Trump Incar Harta Karun Logam Tanah Jarang negeri Ukraina Sebagai Ganti Bantuan Amerika Serikat

JAKARTA – tanah Ukraina harus memasok Washington dengan mineral logam tanah jarang apabila ingin terus menerima bantuan Amerika Serikat (AS) pada konflik melawan Rusia. Hal ini disampaikan oleh Presiden AS, Donald Trump seperti dilansir RT.
Ia menambahkan, negeri Ukraina perlu menyetujui secara resmi perjanjian baru dengan Amerika Serikat terkait harta karun Rare Earth yang dimaksud disebutnya sebagai ‘jaminan’ buat Washington.
Menurut laporan Pertemuan Sektor Bisnis Global 2024, tanah Ukraina mempunyai peluang besar sebagai pemasok global utama materi baku penting (tanah jarang) yang mana dapat menjadi ‘penting’ untuk bidang pertahanan, teknologi tinggi, lalu energi hijau.
Kiev terpantau miliki cadangan titanium terbesar di dalam Eropa, atau setara 7% dari cadangan global. Sebelum eskalasi konflik dengan Ibu Kota Rusia pada tahun 2022, negara Ukraina merupakan pemasok titanium utama untuk bidang militer.
Mineral penting lain yang tersebut terkandung dalam di bumi negeri Ukraina yakni logam tanah jarang yang mana dapat ditemukan di tempat negara yang sedang berkonflik dengan Ibu Kota Rusia itu.

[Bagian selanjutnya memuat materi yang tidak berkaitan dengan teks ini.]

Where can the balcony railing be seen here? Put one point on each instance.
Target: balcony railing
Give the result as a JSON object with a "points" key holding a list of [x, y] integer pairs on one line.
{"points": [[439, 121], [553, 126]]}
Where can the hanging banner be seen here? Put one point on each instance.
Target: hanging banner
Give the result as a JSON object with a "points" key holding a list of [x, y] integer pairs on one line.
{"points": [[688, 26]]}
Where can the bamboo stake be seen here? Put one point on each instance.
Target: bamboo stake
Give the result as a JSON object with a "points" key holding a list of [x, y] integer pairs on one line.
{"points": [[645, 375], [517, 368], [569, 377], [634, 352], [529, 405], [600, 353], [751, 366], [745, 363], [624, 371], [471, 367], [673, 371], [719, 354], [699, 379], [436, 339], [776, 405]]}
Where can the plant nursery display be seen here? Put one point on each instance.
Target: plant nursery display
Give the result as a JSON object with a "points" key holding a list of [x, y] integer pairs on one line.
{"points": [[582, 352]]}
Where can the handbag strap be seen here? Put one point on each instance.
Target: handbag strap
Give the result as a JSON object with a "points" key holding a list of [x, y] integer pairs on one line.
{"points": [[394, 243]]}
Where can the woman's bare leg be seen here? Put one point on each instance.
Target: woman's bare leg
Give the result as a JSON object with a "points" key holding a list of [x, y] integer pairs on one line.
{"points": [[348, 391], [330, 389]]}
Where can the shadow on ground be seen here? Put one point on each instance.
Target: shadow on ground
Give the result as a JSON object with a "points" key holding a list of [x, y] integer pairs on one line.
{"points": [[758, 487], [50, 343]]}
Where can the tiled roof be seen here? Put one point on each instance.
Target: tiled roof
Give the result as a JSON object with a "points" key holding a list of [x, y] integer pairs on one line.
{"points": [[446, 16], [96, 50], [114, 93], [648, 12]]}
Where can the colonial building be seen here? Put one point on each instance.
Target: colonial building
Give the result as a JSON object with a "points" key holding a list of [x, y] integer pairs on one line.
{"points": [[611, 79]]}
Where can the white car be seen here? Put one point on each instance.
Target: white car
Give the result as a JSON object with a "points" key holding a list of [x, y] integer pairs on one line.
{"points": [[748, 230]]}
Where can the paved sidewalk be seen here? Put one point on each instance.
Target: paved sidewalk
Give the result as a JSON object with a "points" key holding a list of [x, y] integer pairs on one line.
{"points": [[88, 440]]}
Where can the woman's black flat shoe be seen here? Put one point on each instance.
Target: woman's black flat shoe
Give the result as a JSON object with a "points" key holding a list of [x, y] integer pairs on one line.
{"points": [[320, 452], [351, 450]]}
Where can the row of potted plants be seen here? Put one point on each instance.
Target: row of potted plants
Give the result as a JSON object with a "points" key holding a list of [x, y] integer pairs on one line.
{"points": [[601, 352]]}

Daftar sumber daya yang dimaksud dimiliki tanah Ukraina termasuk di dalam antaranya, berilium, mangan, galium, uranium, zirkonium, grafit, apatit, fluorit, kemudian nikel.
Bahkan negeri Ukraina dikonfirmasi juga memiliki cadangan lithium terbesar di tempat Eropa, jumlahnya diperkirakan mencapai 500.000 ton. Mineral ini sangat penting untuk digunakan pada pembuatan elemen penyimpan daya lalu akumulator.

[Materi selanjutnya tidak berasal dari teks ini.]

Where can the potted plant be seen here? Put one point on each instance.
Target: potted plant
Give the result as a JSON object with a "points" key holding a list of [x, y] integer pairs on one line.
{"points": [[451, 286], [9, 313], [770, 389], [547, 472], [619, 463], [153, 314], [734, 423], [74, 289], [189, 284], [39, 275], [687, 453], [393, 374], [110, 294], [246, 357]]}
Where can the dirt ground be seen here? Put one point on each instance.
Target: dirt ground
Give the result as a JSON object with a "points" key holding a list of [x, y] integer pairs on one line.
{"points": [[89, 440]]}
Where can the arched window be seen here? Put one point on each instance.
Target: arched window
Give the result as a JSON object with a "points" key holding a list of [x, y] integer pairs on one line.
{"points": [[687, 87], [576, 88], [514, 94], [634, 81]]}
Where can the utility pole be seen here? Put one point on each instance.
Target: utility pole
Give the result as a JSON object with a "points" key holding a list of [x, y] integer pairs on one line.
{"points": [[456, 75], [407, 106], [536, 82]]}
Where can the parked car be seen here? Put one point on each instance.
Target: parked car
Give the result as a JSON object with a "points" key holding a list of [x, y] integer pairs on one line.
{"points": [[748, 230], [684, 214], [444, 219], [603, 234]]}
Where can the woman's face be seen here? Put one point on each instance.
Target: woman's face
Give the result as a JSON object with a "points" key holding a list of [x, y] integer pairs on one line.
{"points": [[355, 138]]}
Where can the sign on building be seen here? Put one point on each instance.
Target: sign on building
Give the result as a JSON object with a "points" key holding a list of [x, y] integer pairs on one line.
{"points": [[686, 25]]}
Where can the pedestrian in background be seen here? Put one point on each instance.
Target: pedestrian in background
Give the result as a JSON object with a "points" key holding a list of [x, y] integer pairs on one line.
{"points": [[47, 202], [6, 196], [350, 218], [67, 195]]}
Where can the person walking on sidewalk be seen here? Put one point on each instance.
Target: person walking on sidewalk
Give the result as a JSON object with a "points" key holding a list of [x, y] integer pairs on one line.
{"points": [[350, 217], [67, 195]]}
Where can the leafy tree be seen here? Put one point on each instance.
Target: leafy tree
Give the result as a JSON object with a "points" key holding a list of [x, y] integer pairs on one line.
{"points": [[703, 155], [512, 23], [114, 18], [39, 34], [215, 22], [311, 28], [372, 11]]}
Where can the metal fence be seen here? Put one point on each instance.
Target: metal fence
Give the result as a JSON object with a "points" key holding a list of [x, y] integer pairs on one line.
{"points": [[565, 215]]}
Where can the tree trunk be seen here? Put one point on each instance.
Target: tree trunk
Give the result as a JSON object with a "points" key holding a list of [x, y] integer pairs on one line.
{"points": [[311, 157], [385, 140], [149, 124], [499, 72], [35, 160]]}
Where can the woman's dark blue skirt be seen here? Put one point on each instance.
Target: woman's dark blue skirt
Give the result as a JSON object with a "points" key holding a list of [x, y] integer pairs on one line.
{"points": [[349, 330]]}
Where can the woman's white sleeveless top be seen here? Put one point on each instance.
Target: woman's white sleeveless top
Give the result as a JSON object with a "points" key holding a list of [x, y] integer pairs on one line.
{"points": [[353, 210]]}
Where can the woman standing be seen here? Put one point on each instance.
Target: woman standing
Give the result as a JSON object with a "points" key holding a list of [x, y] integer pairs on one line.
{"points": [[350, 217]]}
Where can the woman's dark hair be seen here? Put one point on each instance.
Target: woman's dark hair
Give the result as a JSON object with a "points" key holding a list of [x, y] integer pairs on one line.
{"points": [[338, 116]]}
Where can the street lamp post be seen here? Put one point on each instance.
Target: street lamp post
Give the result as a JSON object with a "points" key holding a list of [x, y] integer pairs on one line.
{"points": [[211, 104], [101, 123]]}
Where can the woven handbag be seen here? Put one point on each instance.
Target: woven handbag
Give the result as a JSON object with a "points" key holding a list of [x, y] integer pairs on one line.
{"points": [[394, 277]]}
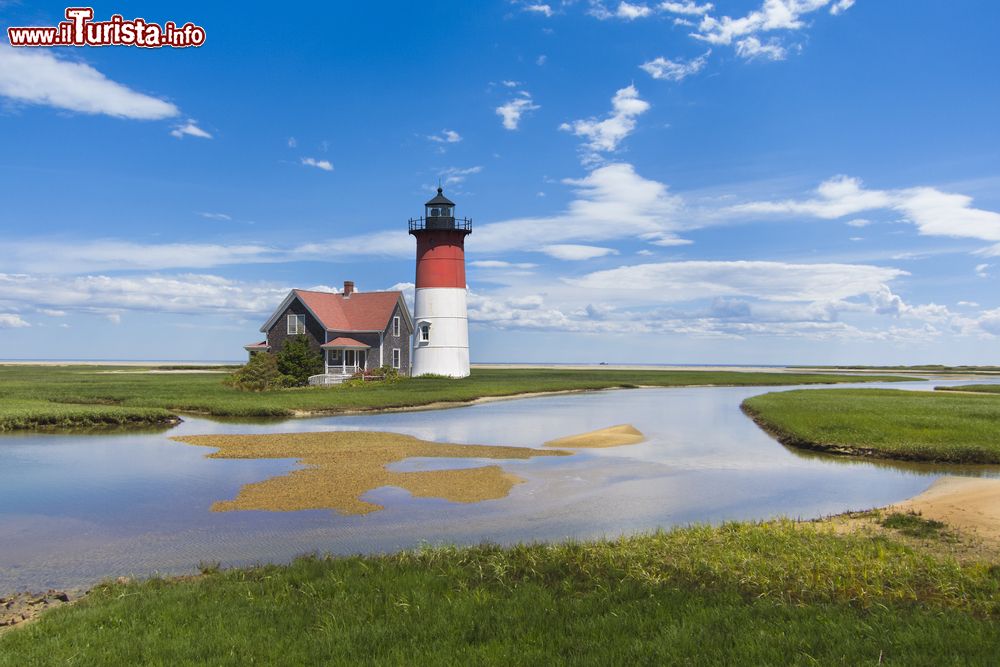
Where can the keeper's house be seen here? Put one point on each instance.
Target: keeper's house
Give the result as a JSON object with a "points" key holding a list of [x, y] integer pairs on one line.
{"points": [[352, 330]]}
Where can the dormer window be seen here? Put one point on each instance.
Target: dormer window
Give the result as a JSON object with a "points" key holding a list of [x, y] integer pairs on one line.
{"points": [[296, 324]]}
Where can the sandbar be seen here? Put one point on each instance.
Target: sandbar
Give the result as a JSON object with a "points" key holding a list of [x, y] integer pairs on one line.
{"points": [[341, 466]]}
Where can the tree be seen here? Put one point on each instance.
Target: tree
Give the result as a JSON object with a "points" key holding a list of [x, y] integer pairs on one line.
{"points": [[299, 361], [260, 373]]}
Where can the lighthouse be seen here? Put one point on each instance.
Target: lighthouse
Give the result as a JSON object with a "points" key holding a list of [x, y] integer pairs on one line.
{"points": [[441, 338]]}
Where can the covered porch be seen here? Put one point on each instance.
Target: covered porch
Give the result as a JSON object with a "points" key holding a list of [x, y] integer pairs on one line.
{"points": [[342, 357]]}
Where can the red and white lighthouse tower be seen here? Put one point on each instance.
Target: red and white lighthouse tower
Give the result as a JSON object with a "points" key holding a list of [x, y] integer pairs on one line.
{"points": [[441, 344]]}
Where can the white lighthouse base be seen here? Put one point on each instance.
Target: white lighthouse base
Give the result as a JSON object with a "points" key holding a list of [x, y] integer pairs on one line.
{"points": [[446, 351]]}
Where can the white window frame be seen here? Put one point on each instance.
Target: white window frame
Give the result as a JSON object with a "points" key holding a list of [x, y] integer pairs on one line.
{"points": [[294, 329]]}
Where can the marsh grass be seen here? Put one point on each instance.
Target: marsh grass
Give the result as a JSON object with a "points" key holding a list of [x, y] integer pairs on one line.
{"points": [[887, 423], [36, 396], [912, 524], [975, 388], [773, 593]]}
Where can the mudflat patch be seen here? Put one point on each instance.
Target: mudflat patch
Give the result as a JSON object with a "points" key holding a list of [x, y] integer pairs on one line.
{"points": [[613, 436], [343, 466], [967, 503]]}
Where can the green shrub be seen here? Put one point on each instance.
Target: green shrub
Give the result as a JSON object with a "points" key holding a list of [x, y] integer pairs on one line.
{"points": [[260, 374], [299, 361]]}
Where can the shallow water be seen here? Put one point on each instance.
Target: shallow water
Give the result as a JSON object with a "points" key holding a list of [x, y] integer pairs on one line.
{"points": [[78, 508]]}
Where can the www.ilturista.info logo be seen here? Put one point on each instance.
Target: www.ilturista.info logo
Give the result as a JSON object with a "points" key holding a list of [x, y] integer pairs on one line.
{"points": [[81, 30]]}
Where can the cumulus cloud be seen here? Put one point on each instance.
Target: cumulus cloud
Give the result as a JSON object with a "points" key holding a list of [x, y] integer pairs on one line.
{"points": [[514, 109], [446, 137], [188, 293], [688, 7], [751, 47], [932, 211], [51, 256], [775, 281], [456, 175], [319, 164], [606, 135], [675, 70], [841, 6], [630, 12], [189, 129], [572, 252], [544, 10], [611, 202], [38, 76], [12, 321]]}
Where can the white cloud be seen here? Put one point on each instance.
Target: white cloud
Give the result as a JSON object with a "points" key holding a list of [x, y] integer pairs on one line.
{"points": [[456, 175], [512, 111], [605, 135], [319, 164], [688, 7], [446, 137], [109, 295], [544, 10], [39, 77], [774, 281], [751, 47], [841, 6], [52, 256], [12, 321], [675, 70], [575, 253], [933, 212], [191, 129], [611, 202], [630, 12]]}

“Ukraina miliki tanah jarang yang sangat berharga,” kata Trump terhadap wartawan pada hari Senin, waktu setempat.
Menurut presiden, Negeri Paman Sam “menyerahkan uang terhadap merek (Ukraina) dengan tangan di tempat kepalan tangan” kemudian menginginkan beberapa ‘jaminan’. “Kami ingin melakukan kesepakatan dengan negara Ukraina di tempat mana mereka itu akan mengamankan apa yang dimaksud kami berikan untuk dia dengan tanah jarang lalu hal-hal lainnya,” tambahnya.
Pekan lalu, Trump menghentikan semua kegiatan bantuan yang mana dijalankan oleh USAID, sebuah badan yang mana mendistribusikan miliaran dolar setiap tahun untuk proyek-proyek yang digunakan mengiklankan kepentingan Amerika Serikat di area seluruh dunia di tempat bawah premis konstruksi kemanusiaan. Badan yang dimaksud mengawasi berbagai skema bantuan di tempat Ukraina.
Sebagai respons berhadapan dengan keinginan Trump, anggota parlemen negara Ukraina mengimbau Uni Eropa untuk mengganti bantuan Amerika yang tersebut hilang. Ia mengatakan bantuan asing menjadi “bagian penting dari jalan kita menuju konstruksi dan juga keberlanjutan demokrasi.”